Es wird empfohlen die Prüflinge bereits vor Ablegung der Prüfung im Online-Service-Portal des DFB zu registrieren, spätestens aber bei bestandener Turnierreifeprüfung. Das dazu nötige Kennwort liegt den Vereinsverantwortlichen vor. Fechter, die nicht in dieser Datenbank registriert sind, können auf Turnieren nicht starten.

Inhalte
Seit der Saison 2015/16 sind Prüfungs- inhalte und verfahren bundesweit einheitlich geregelt. Die Prüfung besteht aus einem theoretischen und einem praktischen Teil. Hierzu stellt der Deutsche Fechter-Bund folgende Materialien bereit:

Theoretischer Teil:



Praktischer Teil:



Richtlinien zur Turnierreifeprüfung



Vorbereitung

Neben den oben bereit gestellten Materialien vom Deutschen Fechter-Bund stellt der Rheinische Fechter-Bund sein eigenes Handbuch für die Vorbereitung zur Verfügung. Diejenigen Anfänger, die das bereit gestellte Handbuch sorgfältig durchgearbeitet haben und inhaltlich beherrschen sowie die Paraden im Gefecht sauber zeigen und anwenden können, werden perfekt für die Prüfung vorbereitet sein. In diesem Handbuch wird außerdem das Ausfüllen von Rundentableaus und die Handzeichen der Kampfrichter dargestellt, die mit zur fechterischen Grundausbildung gehören und durch die oben bereit gestellten Materialien geprüft werden.

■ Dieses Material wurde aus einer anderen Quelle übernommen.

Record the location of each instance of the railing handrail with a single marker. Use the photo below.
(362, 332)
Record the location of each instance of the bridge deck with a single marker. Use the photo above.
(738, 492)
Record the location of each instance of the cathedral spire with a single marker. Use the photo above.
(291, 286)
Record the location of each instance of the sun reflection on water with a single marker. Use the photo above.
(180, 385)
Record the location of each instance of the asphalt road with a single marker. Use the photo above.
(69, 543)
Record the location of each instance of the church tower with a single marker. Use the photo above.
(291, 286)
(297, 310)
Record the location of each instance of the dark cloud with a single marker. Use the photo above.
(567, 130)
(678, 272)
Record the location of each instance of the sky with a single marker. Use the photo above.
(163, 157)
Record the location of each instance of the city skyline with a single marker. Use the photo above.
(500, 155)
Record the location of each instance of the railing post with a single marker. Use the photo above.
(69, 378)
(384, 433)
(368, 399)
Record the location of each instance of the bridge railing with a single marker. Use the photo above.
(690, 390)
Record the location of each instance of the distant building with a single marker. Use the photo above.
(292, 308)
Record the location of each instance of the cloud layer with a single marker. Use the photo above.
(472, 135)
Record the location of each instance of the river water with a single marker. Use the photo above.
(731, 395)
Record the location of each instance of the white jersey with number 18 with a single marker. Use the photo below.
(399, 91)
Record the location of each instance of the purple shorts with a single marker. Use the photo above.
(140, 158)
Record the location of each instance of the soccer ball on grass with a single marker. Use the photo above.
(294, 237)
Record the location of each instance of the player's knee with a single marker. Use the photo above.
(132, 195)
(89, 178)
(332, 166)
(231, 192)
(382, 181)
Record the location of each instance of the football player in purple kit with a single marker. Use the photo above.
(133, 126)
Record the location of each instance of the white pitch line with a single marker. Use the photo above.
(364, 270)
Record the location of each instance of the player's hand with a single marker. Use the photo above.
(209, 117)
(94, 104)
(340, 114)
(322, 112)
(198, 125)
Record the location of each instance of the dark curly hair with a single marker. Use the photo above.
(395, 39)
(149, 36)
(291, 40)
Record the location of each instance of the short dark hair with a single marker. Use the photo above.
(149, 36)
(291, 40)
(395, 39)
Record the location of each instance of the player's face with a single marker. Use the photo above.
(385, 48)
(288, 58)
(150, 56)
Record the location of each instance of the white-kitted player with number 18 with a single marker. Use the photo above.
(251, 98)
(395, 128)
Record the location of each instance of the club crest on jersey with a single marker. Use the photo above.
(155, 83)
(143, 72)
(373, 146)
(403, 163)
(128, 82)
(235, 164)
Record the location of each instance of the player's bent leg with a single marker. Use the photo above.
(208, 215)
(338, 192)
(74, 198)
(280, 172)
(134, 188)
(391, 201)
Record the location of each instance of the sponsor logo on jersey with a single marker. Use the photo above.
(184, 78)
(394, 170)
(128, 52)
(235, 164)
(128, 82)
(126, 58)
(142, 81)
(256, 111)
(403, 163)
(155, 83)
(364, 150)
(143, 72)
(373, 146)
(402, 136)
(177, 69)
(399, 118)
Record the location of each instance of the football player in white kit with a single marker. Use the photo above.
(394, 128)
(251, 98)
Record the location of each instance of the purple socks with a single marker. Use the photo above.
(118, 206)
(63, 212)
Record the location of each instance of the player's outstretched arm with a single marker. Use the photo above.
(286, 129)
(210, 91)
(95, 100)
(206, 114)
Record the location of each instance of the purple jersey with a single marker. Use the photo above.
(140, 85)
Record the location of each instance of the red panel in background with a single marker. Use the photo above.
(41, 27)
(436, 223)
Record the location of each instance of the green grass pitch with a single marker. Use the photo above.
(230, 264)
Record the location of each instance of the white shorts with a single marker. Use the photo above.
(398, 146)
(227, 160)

Hinweis zum Ausdrucken des Handbuchs:
Die Seiten des Handbuches sind so bereitgestellt, dass man hintereinander alle Vorder- und dann dann alle Rückseiten bedrucken kann. Die Seiten 1-17 des PDF-Dokumentes sind Vorderseiten und die Seiten 18-34 sind Rückseiten. Dabei ist zu beachten, dass die erste Seite die Seite 34 als Rückseite hat, die zweite Seite die Seite 33 als Rückseite hat, usw bis zur Mitte (Seite 17 hat dann Seite 18 als Rückseite). Zum schnellen Ausdrucken wird empfohlen, erst die Seiten 1-17 am Stück auszudrucken. Danach die Seiten so wieder in den Drucker legen, dass die Rückseite von Seite 17 oben liegt (also als erstes bedruckt wird) und die Seite 1 unten. Dann kann man die Rückseiten (Seiten 18-34 des PDF-Dokumentes) am Stück auf die anderen Seiten draufdrucken, sodass die richtigen Vorderseiten die richtigen Rückseiten haben. Vorher wird empfohlen, am eigenen Drucker ein paar Seiten als Probe auszuprobieren, da das Ausspucken und das richtige "wieder herreinlegen" von der Ausrichtung der Seiten bei jedem Drucker unterschiedlich erfolgt und es daher auch keine Beschreibung gibt, die sich auf alle Drucker anwenden lässt. Wenn das Handbuch fertig ausgedruckt ist, kann man die Seiten in der Mitte falten und so zu einem richtigen Handbuch zusammenlegen.